Bilanzierung einer einheitlichen Rechnung bei Erwerb von Hard- und Software
Denn der Erwerb von Hard- und Software und auch der einzelnen Komponenten erfolgt oftmals nicht getrennt, sondern in einem einheitlichen Vorgang bei IT-Unternehmen, die neben dem Verkauf auch Implementierungs- oder Vermittlungsleistungen erbringen. Über den einheitlichen Vorgang wird dann eine Gesamtrechnung erstellt, die bereits im Rahmen der laufenden Buchhaltung zu erfassen ist, wobei sich umfangreiche – auch systematische – Fragen stellen: Handelt es sich um ein einheitliches Wirtschaftsgut oder um getrennte Wirtschaftsgüter? Ist dieses Wirtschaftsgut selbständig nutzbar? Liegt ein materielles oder immaterielles Wirtschaftsgut vor? Wie erfolgt die Erst- und Folgebewertung des jeweiligen Wirtschaftsguts?

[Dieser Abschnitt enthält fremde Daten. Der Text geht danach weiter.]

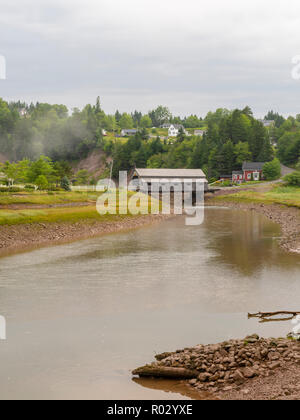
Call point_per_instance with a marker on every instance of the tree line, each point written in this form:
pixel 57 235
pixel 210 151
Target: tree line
pixel 231 137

1. IT als immaterielles Wirtschaftsgut
Ist die erworbene IT als immaterielles Wirtschaftsgut einzuordnen, was insbesondere bei Software (Individual- bzw. Spezialsoftware) zutreffend ist, erfolgt deren Bilanzierung im Wesentlichen nach allgemeinen Grundsätzen. Im Falle des Erwerbs besteht eine Aktivierungspflicht sowohl in der Handels- als auch in der Steuerbilanz (Vollständigkeitsgrundsatz nach § 246 Abs. 1 HGB; § 5 Abs. 1, 2 EStG); im Falle einer Herstellung im Unternehmen – z. B. durch unternehmensinterne Programmierer – besteht für die Handelsbilanz ein Aktivierungswahlrecht (§ 248 Abs. 2 Satz 1 HGB), für die Steuerbilanz ein Aktivierungsverbot (§ 5 Abs. 2 EStG).
Die Zugangsbewertung erfolgt im Falle eines Erwerbs mit den Anschaffungskosten (§ 255 Abs. 1 HGB), in die auch etwaige Anschaffungsnebenkosten, insbesondere Kosten zur Erlangung der Betriebsbereitschaft, einzubeziehen sind. Im Falle einer Herstellung im Unternehmen ist auf die Herstellungskosten abzustellen, in die auch Entwicklungskosten, nicht hingegen Forschungskosten, einzubeziehen sind (§ 255 Abs. 2a HGB).
Im Rahmen der Folgebewertung ist eine Abschreibung über die betriebsgewöhnliche Nutzungsdauer vorzunehmen (§ 253 Abs. 3 Satz 1 HGB, § 7 Abs. 1 EStG). Für steuerbilanzielle Zwecke kann dabei, aufgrund des BMF-Schreibens vom 22.2.2022, für Betriebs- und Anwendersoftware eine Nutzungsdauer von einem Jahr zugrunde gelegt werden. Immaterielle Wirtschaftsgüter gelten stets als unbeweglich, so dass die Bewertungsverfahren nach § 6 Abs. 2, 2a EStG, mithin Sofortabzug als Betriebsausgabe, GWG-Sofortabschreibung, Poolabschreibung und geometrisch-degressive Abschreibung, auf diese keine Anwendung finden.
2. IT als materielles Wirtschaftsgut
Ist die betreffende IT hingegen als materielles Wirtschaftsgut einzustufen, was insbesondere auf Hardware, aber auch auf bestimmte Software (insbesondere sog. Trivialprogramme) zutrifft, gilt unabhängig davon, ob erworben oder selbsterstellt, handels- und steuerbilanziell dem Vollständigkeitsgrundsatz entsprechend eine Aktivierungspflicht (§ 246 Abs. 1 HGB, § 5 Abs. 1 EStG).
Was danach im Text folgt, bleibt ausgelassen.